Yara Sallam completes first year in prison

Yara Sallam completes first year in prison
The Egyptian human rights defender has now served half of her two-year prison sentence for protesting against her country's anti-protest law.
2 min read
22 June, 2015
Yara Sallam has been in prison for a year [al-Araby]

Saturday marked one year since the award-winning human rights defender, Yara Sallam, was arrested in Cairo - along with more than 20 others - for violating Egypt's anti-protest law.

Sallam was the transitional justice officer at the Egyptian Initiative for Personal Rights [EIPR], a Cairo-based NGO dedicated to protecting basic human rights and freedoms in Egypt.

On 21 June 2014, hundreds of people gathered peacefully in front of the Ittihadiyah Presidential Palace in Cairo's upscale Heliopolis neighbourhood to demonstrate against the anti-protest law, which had given the government sweeping powers to approve or ban protests, as well as to arrest and prosecute any violators.

Protesters demanded the abolition of the law, and the release of prisoners who had been arrested on charges of violating it.

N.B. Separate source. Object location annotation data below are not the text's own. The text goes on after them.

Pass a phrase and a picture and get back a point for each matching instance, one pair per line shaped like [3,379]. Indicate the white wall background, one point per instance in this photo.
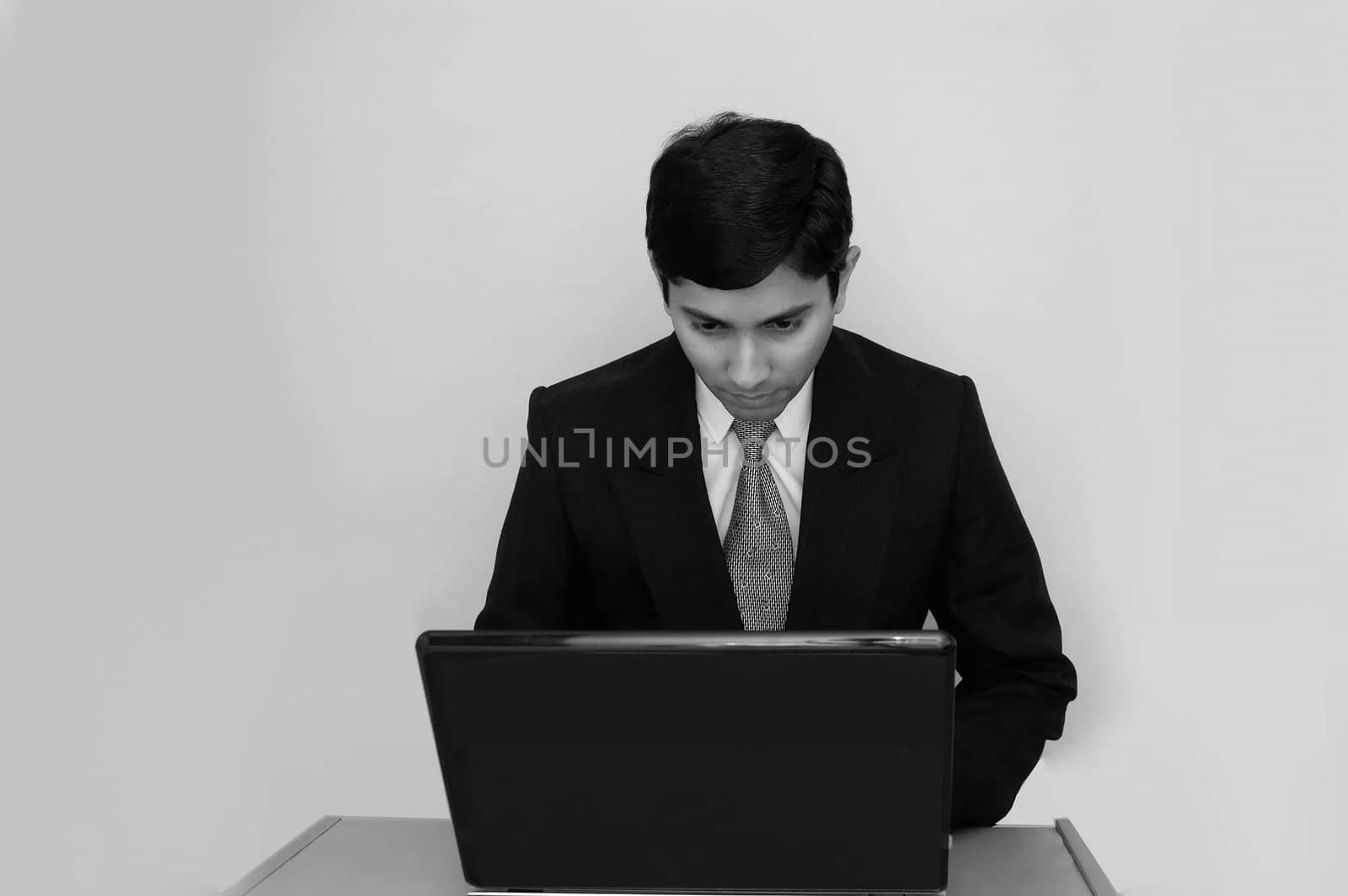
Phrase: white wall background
[273,269]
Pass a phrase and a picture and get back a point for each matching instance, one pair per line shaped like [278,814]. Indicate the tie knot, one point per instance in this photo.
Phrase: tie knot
[752,435]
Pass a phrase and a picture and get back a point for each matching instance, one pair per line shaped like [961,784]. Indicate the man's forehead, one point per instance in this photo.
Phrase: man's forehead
[775,294]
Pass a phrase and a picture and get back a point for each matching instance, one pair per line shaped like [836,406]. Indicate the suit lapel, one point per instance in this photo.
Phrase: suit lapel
[662,495]
[848,502]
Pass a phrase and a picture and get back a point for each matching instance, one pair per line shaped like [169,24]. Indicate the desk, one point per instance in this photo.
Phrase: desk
[344,856]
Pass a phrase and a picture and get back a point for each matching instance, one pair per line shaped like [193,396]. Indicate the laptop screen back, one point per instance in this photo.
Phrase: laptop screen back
[755,761]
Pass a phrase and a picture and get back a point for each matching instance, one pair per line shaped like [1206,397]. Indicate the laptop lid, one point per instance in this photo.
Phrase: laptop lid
[763,761]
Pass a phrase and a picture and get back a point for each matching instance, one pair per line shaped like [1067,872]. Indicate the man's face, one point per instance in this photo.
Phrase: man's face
[755,347]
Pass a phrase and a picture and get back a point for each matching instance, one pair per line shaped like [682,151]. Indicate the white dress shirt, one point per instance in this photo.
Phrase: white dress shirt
[785,451]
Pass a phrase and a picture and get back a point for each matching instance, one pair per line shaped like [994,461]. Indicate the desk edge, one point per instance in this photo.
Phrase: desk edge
[1082,857]
[297,845]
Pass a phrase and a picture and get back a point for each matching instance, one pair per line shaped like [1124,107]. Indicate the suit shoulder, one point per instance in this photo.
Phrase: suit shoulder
[896,370]
[597,388]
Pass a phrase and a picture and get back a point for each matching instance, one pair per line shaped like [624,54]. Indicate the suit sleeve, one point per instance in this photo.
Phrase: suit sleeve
[536,557]
[1015,682]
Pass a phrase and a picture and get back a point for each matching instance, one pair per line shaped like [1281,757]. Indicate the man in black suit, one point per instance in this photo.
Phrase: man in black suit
[761,468]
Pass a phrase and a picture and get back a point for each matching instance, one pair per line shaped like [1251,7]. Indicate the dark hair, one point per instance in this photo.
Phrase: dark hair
[734,197]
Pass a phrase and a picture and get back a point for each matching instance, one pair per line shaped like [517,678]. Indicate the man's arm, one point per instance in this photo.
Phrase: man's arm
[536,556]
[1015,680]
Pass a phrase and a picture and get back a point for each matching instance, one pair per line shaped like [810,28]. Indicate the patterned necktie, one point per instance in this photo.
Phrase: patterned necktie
[758,542]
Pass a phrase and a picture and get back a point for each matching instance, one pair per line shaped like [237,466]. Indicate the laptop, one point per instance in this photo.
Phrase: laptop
[696,763]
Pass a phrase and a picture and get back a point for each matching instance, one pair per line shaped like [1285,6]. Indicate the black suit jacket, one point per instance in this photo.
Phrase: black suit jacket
[928,525]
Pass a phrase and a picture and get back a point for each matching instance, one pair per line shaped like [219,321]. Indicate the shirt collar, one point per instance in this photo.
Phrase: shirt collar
[793,422]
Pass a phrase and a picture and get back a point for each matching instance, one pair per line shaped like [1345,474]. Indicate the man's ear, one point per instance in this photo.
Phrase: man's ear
[853,253]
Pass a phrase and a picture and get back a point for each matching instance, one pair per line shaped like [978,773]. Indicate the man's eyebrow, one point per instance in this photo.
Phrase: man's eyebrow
[790,313]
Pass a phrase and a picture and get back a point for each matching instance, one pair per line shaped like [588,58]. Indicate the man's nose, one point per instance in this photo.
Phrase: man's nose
[748,368]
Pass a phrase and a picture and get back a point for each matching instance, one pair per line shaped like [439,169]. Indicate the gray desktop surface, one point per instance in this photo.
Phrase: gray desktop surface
[352,856]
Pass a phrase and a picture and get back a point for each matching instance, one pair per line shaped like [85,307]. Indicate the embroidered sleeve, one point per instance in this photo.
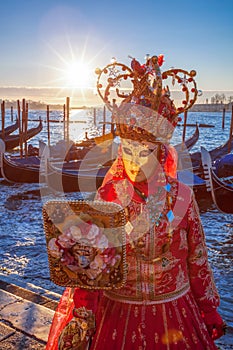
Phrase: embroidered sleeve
[201,276]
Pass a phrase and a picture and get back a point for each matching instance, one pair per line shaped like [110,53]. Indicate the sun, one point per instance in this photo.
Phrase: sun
[77,74]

     All those convicted today were either targeted solely for exercising their right to freedom of assembly or were bystanders picked-up randomly.



Plain-clothes units attacked the protesters, while uniformed police forces fired teargas at them.

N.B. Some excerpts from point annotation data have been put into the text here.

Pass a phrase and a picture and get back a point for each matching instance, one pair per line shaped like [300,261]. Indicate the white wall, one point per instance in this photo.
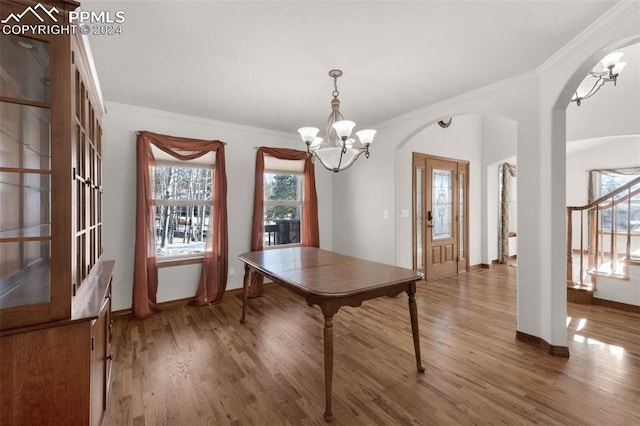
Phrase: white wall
[499,145]
[537,102]
[119,159]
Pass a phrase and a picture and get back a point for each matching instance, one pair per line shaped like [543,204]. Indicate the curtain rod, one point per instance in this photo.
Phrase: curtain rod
[224,143]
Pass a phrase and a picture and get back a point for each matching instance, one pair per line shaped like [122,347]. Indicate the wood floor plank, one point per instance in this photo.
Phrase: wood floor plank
[200,366]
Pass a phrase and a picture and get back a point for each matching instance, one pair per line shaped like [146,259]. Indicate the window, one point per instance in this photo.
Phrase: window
[282,208]
[609,181]
[182,195]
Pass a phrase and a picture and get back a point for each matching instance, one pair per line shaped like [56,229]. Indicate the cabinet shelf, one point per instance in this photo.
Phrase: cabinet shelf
[27,233]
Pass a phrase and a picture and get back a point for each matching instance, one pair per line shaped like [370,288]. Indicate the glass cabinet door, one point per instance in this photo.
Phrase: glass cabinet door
[25,172]
[25,180]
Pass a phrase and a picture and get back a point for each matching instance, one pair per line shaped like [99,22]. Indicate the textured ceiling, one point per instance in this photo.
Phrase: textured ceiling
[266,63]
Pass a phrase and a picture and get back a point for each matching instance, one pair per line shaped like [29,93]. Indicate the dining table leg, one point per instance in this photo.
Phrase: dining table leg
[245,292]
[328,365]
[413,312]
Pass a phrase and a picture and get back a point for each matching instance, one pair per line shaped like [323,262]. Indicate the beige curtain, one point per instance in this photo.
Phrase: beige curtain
[213,279]
[310,234]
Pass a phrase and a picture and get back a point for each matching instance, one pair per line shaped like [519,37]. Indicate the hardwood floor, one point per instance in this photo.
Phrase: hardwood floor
[200,366]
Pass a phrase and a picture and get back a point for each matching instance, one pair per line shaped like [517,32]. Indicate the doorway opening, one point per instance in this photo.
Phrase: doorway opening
[440,215]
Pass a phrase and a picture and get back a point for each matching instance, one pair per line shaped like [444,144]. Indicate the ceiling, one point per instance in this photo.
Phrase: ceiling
[266,63]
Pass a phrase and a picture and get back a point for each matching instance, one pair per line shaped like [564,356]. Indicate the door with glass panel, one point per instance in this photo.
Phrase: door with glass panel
[440,215]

Sallam was arrested along with dozens of other protesters, some of whom were released the same day. Sallam and the remainder were charged with violating the anti-protest law, obstructing the law and damaging public property.

In October 2014, the detainees were sentenced to three years in prison and ordered to pay a fine of 10,000 Egyptian pounds ($1,300). The sentence was later reduced to two years in prison and two years parole.

"EIPR fears that all those convicted today were either targeted solely for exercising their right to freedom of expression and assembly or were bystanders picked-up randomly in the vicinity of the dispersed protest," EIPR said in a statement following the verdict.

Last week, Egyptian President Abdel Fattah al-Sisi pardoned 165 prisoners convicted of violating the anti-protest law, mostly "low-level" protesters with little experience of organising. Sallam was not among them.

"Yara did not commit any crime to be pardoned, she and her fellow protesters are free people who deserve to be acquitted," Sallam's mother, Rawia Sadek, wrote on her Facebook page last week, commenting on the presidential decree.

"If someone wants to solve the problem, they should abolish the thuggery and protest laws, as well as expedite the appeal process so the protesters can be retried properly," Sadek added.

In 2013, Sallam was awarded the North African Human Rights Defender Shield for her "outstanding" work in the "promotion of the rights of women in Egypt".

She is also one of the five finalists for the 2015 Frontlines Defenders award for human rights defenders at risk.